For every use case, ask:
- Can this be a narrow tool instead of a general “do anything” agent?
- Can we restrict:
- Domains
- Actions
- Time budget
- Data access
- Downstream systems it can touch
We default to minimal necessary agency. Generality is an escalation, not a starting point.
rule 9 — fail loudly, recover gracefully
No silent corruption.
Bad things will happen.

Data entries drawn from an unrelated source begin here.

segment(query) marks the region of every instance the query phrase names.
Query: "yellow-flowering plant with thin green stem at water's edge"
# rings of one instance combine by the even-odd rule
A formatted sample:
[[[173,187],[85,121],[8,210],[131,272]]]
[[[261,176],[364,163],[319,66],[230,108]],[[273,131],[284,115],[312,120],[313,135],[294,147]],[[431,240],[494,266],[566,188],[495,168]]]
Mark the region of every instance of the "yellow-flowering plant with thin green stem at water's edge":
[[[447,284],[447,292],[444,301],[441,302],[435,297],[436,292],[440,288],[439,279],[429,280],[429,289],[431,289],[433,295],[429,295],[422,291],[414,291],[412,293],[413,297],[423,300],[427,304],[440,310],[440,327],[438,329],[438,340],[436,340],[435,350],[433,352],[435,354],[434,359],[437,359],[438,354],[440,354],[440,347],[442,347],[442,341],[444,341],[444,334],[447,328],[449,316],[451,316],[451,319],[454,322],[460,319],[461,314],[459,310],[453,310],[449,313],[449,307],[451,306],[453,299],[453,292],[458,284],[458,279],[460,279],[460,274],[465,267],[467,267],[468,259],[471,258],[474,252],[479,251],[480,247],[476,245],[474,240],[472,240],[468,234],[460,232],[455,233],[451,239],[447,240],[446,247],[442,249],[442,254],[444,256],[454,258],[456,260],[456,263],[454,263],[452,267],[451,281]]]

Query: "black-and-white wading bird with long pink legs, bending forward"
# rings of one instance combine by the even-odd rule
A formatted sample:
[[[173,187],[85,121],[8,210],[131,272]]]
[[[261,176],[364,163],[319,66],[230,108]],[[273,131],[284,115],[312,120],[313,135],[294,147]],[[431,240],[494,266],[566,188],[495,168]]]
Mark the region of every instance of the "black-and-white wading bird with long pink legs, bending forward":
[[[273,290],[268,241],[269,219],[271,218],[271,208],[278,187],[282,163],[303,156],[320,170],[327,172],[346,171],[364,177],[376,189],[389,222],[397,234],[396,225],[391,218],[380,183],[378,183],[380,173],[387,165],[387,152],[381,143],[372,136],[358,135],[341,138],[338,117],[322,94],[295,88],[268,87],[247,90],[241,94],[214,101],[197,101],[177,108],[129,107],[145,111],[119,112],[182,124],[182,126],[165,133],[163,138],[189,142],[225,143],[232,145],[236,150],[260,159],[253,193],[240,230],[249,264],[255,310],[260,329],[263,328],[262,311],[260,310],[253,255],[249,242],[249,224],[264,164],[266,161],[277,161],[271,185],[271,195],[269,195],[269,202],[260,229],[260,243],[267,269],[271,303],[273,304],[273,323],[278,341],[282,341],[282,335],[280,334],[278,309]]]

The question is whether you:
- Notice
- Contain
- Learn
Grown-up behavior:
- Detect anomalies quickly (rule 5)
- Page the right humans
- Preserve evidence: traces, diffs, environment
- Run blameless postmortems that include the agent’s behavior, the human decisions, and the guardrails that failed
Then you update:
- Evals
- Guardrails
- Docs/runbooks
- Training material
- Maybe the covenant itself
Every agent-related failure becomes training data for both humans and systems.
rule 10 — multi-horizon ethics
Optimize today without poisoning tomorrow.
You’re not just responsible for the next quarter.
Grown-up deployments consider:
- Now: speed, savings, quality
- Mid-term:
- Skill atrophy (“are we forgetting how to do this without agents?”)
- Organizational drift (“does this incentive people to cut corners?”)
- Dependency risk (“what happens when this goes down?”)
- Long term:
- Are we building systems that:
- Can be audited?
- Can be handed to the next generation without them needing a séance?
- Concentrate power into opaque stacks?
- Are we building systems that:
You don’t have to be a saint. You do have to stop trading systemic integrity for a little line-go-up dopamine.
If you can’t meet these rules, say so out loud.
Just don’t pretend you’re doing “responsible AI.”